Sindiserv sedia reunião do CONAPE

Sindiserv sediou no dia 7 de março, a etapa local da Conferência Nacional Popular de Educação (CONAPE). Participaram cerca de 30 representantes das comunidades escolares, entre eles, professores, alunos, pais, técnicos e administrativos e, ainda, integrantes de movimentos sociais interessados no tema educação. No encontro, foram debatidos a valorização profissional, o ensino médio e o financiamento da educação com a condução de representantes do CPERS/RS e SINPRO. O facilitador do encontro, Jonas Tarcísio Reis, destacou os principais problemas da reforma do Ensino Médio, tais como a limitação de conhecimento em determinadas disciplinas, o direcionamento precoce ao mercado de trabalho e a contratação de mão de obra não especializada (a comprovação de notório saber é suficiente para a contratação do profissional docente).

Outro dado importante diz respeito à evasão escolar. Conforme dados do Ministério da Educação MEC), foram matriculados no primeiro ano do Ensino Médio em 2010, cerca de 160 mil alunos. Para o terceiro ano, o número de matrículas cai para 75 ml alunos. A forma de ensino também deve ser repensada. Para o especialista, o aprendizado deve estar integrado às vivências dos alunos, permitindo conexões e construção do conhecimento sem a necessidade de decorar os conteúdos. Para isso, prevê a melhora e intervenção nos laboratórios e ampliação dos espaços de conhecimento, no sentido de apresentar maiores desafios para o aprendizado.

 

ESPAÇO DE RESISTÊNCIA

A Conape 2018 surge como espaço de resistência e de diálogo para os diversos atores envolvidos com educação no Brasil.
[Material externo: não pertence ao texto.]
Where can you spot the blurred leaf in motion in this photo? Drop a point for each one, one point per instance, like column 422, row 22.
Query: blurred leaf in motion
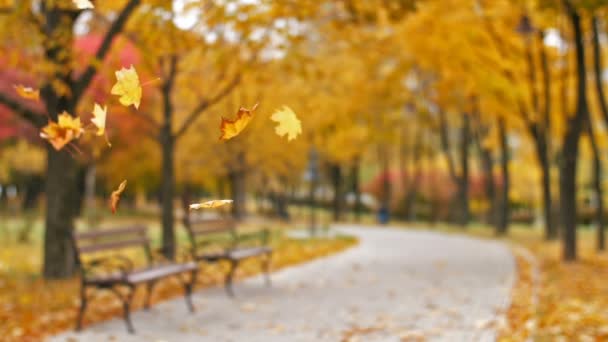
column 127, row 87
column 289, row 124
column 232, row 128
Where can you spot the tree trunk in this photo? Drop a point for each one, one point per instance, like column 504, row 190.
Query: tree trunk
column 463, row 181
column 357, row 190
column 167, row 191
column 61, row 193
column 488, row 180
column 503, row 216
column 238, row 192
column 597, row 186
column 599, row 88
column 571, row 141
column 542, row 155
column 336, row 177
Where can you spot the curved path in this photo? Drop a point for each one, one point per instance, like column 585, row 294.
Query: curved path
column 396, row 285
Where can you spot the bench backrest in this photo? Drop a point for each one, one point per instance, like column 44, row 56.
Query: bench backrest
column 202, row 231
column 105, row 240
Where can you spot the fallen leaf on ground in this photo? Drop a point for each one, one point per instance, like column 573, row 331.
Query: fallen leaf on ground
column 127, row 87
column 83, row 4
column 232, row 128
column 289, row 124
column 27, row 92
column 115, row 197
column 62, row 132
column 210, row 204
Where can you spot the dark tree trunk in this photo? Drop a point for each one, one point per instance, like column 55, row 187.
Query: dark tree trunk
column 597, row 186
column 463, row 181
column 503, row 216
column 336, row 177
column 167, row 191
column 238, row 192
column 542, row 143
column 62, row 194
column 571, row 141
column 542, row 155
column 167, row 141
column 357, row 190
column 488, row 180
column 599, row 88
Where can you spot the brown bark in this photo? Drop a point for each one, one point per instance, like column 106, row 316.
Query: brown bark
column 597, row 165
column 503, row 211
column 357, row 189
column 571, row 140
column 336, row 177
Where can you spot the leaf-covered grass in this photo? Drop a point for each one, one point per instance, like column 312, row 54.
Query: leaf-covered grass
column 572, row 297
column 31, row 308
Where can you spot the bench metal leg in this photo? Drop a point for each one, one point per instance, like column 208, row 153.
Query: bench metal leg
column 126, row 304
column 149, row 290
column 188, row 289
column 83, row 306
column 266, row 265
column 229, row 277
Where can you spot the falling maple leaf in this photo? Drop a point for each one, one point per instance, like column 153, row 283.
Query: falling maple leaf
column 27, row 92
column 127, row 87
column 210, row 204
column 288, row 123
column 232, row 128
column 99, row 118
column 83, row 4
column 62, row 132
column 115, row 197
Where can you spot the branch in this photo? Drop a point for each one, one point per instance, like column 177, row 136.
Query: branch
column 206, row 103
column 83, row 82
column 37, row 119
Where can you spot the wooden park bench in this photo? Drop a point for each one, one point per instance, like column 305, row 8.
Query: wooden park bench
column 101, row 267
column 218, row 240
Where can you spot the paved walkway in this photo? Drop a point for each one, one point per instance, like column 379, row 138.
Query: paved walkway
column 395, row 285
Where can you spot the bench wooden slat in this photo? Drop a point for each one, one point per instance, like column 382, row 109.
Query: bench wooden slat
column 140, row 230
column 112, row 245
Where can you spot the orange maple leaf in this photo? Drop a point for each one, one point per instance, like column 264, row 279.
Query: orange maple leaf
column 62, row 132
column 27, row 92
column 115, row 197
column 232, row 128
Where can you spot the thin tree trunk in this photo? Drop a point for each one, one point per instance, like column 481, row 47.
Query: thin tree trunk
column 503, row 216
column 463, row 182
column 167, row 141
column 597, row 186
column 571, row 141
column 357, row 190
column 167, row 192
column 599, row 88
column 336, row 176
column 238, row 192
column 597, row 69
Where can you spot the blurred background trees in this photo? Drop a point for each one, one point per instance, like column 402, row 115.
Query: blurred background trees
column 451, row 110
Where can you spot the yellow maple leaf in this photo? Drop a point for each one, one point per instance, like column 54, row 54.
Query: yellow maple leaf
column 99, row 118
column 83, row 4
column 288, row 123
column 210, row 204
column 232, row 128
column 127, row 87
column 27, row 92
column 62, row 132
column 115, row 197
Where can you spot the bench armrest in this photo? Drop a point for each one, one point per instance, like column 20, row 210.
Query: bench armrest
column 263, row 236
column 158, row 256
column 108, row 263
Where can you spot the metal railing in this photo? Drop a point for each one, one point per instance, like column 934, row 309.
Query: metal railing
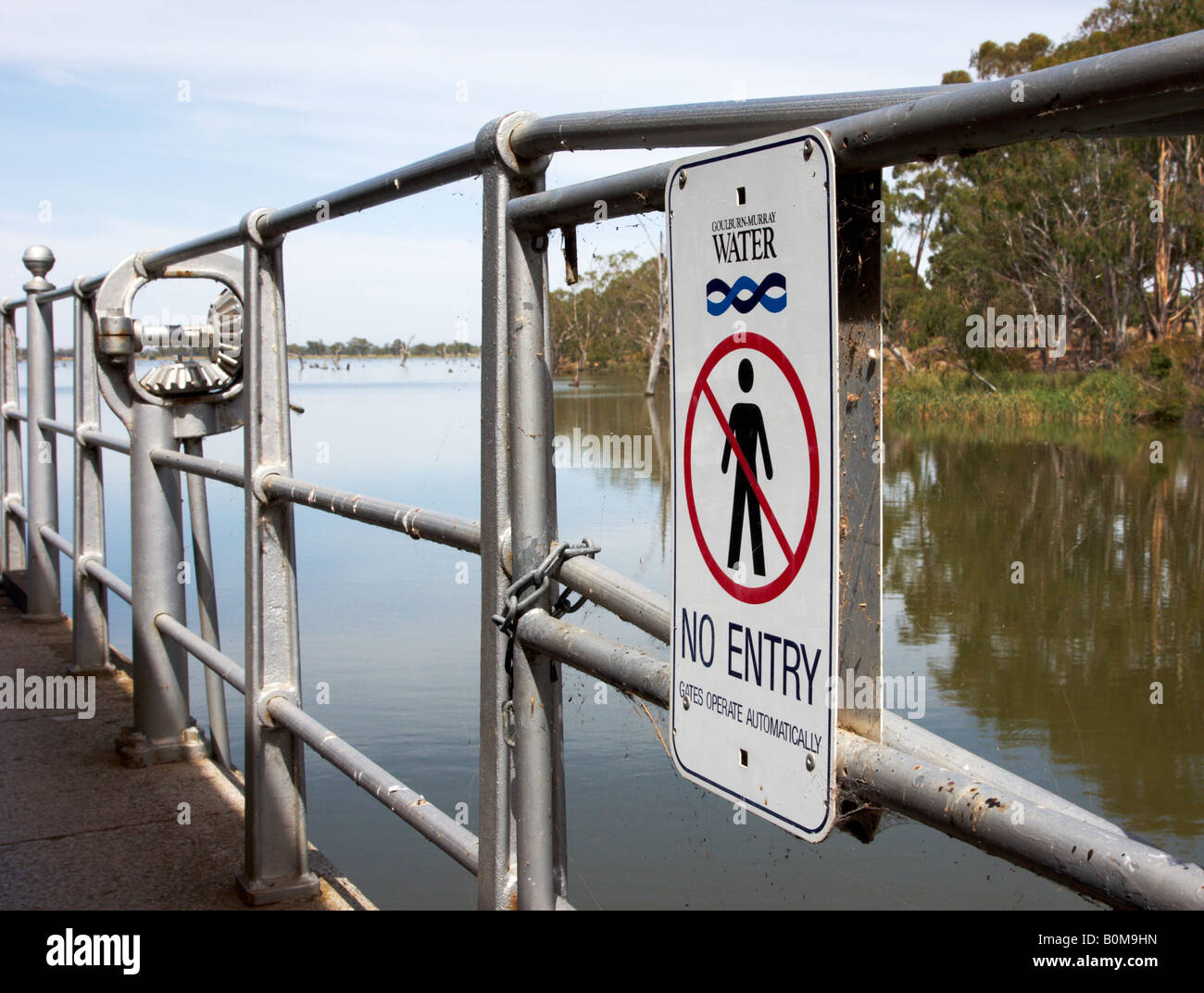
column 1151, row 89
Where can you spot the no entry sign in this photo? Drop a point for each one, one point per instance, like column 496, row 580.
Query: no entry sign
column 755, row 547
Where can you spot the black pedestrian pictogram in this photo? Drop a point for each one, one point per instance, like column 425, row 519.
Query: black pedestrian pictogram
column 746, row 426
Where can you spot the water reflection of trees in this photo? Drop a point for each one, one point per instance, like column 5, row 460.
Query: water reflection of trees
column 618, row 406
column 1111, row 547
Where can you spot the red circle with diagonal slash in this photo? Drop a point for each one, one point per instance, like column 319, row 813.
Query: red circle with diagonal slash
column 795, row 556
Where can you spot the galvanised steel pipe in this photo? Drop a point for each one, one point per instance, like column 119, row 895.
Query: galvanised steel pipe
column 207, row 604
column 61, row 293
column 89, row 598
column 625, row 668
column 530, row 395
column 56, row 539
column 212, row 658
column 195, row 465
column 496, row 868
column 432, row 525
column 1120, row 88
column 1118, row 91
column 1010, row 820
column 909, row 736
column 687, row 125
column 626, row 598
column 637, row 192
column 1112, row 868
column 12, row 485
column 276, row 864
column 414, row 809
column 43, row 499
column 432, row 823
column 111, row 580
column 59, row 426
column 163, row 727
column 434, row 171
column 105, row 441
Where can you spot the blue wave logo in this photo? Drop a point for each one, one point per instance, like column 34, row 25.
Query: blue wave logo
column 757, row 294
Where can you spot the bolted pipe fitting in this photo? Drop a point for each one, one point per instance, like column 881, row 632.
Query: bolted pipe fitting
column 263, row 703
column 257, row 481
column 249, row 226
column 493, row 145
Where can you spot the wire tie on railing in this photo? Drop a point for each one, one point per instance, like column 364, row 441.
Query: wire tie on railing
column 540, row 579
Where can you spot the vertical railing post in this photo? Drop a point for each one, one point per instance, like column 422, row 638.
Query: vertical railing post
column 89, row 610
column 163, row 728
column 207, row 603
column 43, row 567
column 859, row 249
column 496, row 856
column 536, row 686
column 12, row 474
column 277, row 864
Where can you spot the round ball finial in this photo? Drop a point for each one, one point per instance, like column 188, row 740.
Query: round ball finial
column 39, row 260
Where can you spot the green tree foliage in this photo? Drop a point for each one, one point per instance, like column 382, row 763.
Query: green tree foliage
column 609, row 317
column 1108, row 232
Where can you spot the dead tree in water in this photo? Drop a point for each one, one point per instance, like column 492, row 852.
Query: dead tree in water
column 662, row 329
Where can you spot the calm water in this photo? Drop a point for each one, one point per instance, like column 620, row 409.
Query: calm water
column 1050, row 678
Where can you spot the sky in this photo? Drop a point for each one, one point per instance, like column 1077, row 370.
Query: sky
column 131, row 125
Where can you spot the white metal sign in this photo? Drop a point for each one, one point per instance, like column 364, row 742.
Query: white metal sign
column 753, row 265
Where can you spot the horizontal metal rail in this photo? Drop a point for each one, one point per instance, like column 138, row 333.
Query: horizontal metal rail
column 691, row 125
column 909, row 736
column 61, row 427
column 1133, row 89
column 56, row 539
column 1118, row 89
column 414, row 522
column 625, row 668
column 414, row 809
column 1116, row 869
column 223, row 664
column 107, row 441
column 111, row 580
column 1060, row 841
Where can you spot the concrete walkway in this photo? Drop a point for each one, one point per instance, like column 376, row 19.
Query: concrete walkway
column 81, row 832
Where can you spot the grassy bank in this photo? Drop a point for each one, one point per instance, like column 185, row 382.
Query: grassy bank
column 1148, row 385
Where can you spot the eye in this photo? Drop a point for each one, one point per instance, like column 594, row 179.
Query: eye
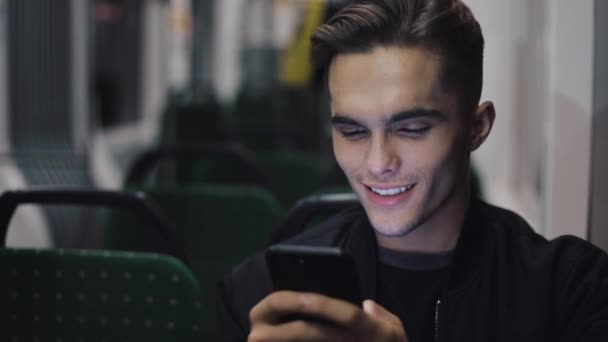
column 351, row 132
column 413, row 129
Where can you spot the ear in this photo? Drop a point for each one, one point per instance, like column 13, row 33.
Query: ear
column 482, row 122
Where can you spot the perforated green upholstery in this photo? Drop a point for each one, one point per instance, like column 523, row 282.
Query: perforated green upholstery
column 71, row 295
column 219, row 225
É uma resposta dos movimentos populares e da comunidade educacional ao desmonte realizado pelo Ministério da Educação no Fórum Nacional de Educação (FNE) e à protelação na organização da Conferência Nacional de Educação (Conae).

Em abril de 2017, o Ministério da Educação publicou uma Portaria que excluiu representantes de diversas entidades do FNE e estabeleceu que outras entidades disputassem uma vaga entre si. As intervenções no FNE, realizadas de forma unilateral pelo ministro Mendonça Filho, inviabilizaram o funcionamento do Fórum ao transferir o controle do mesmo, que até então funcionava sem intervenções, para o governo. O FNE havia sido concebido como um espaço permanente de interlocução entre a sociedade civil e o Estado brasileiro. Funcionava por meio de decisões colegiadas, de forma transparente, democrática e republicana. Em junho, o impacto desta intervenção culminou com a decisão de saída coletiva do FNE dos representantes de entidades que não foram excluídos pelo governo Temer pela Portaria 577/2017, o que, na prática, acabou com o Fórum. Além disso, ancorou a criação FNPE (Fórum Nacional Popular de Educação), que funciona nos moldes do antigo FNE, com a participação de representantes de diversos setores e é o responsável pela organização da Conape 2018.

“O processo de construção da educação exige diálogo e participação popular, mas o governo Temer não entendeu isso ainda. A postura autoritária e unilateral na relação com a comunidade educacional sugere a reprodução dos fracassos históricos que foram as reformas educacionais impostas, sem a ampla participação da sociedade”, afirma Claudia Detanico, diretora do Sindiserv.

Como em outros momentos decisivos da história brasileira, a educação consolida-se como importante segmento de resistência ao autoritarismo e como exemplo de exercício da democracia. A Conferência Nacional Popular de Educação é uma convocação à retomada da democracia no país e das vozes da sociedade civil organizada por meio dos movimentos sociais e das entidades educacionais; uma reafirmação do compromisso com uma educação verdadeiramente transformadora. A etapa local está sendo organizada pelo Sindiserv, em conjunto com o Sindicato dos Professores de Caxias do Sul (Sinpro/Caxias) e CPERS/Sindicato.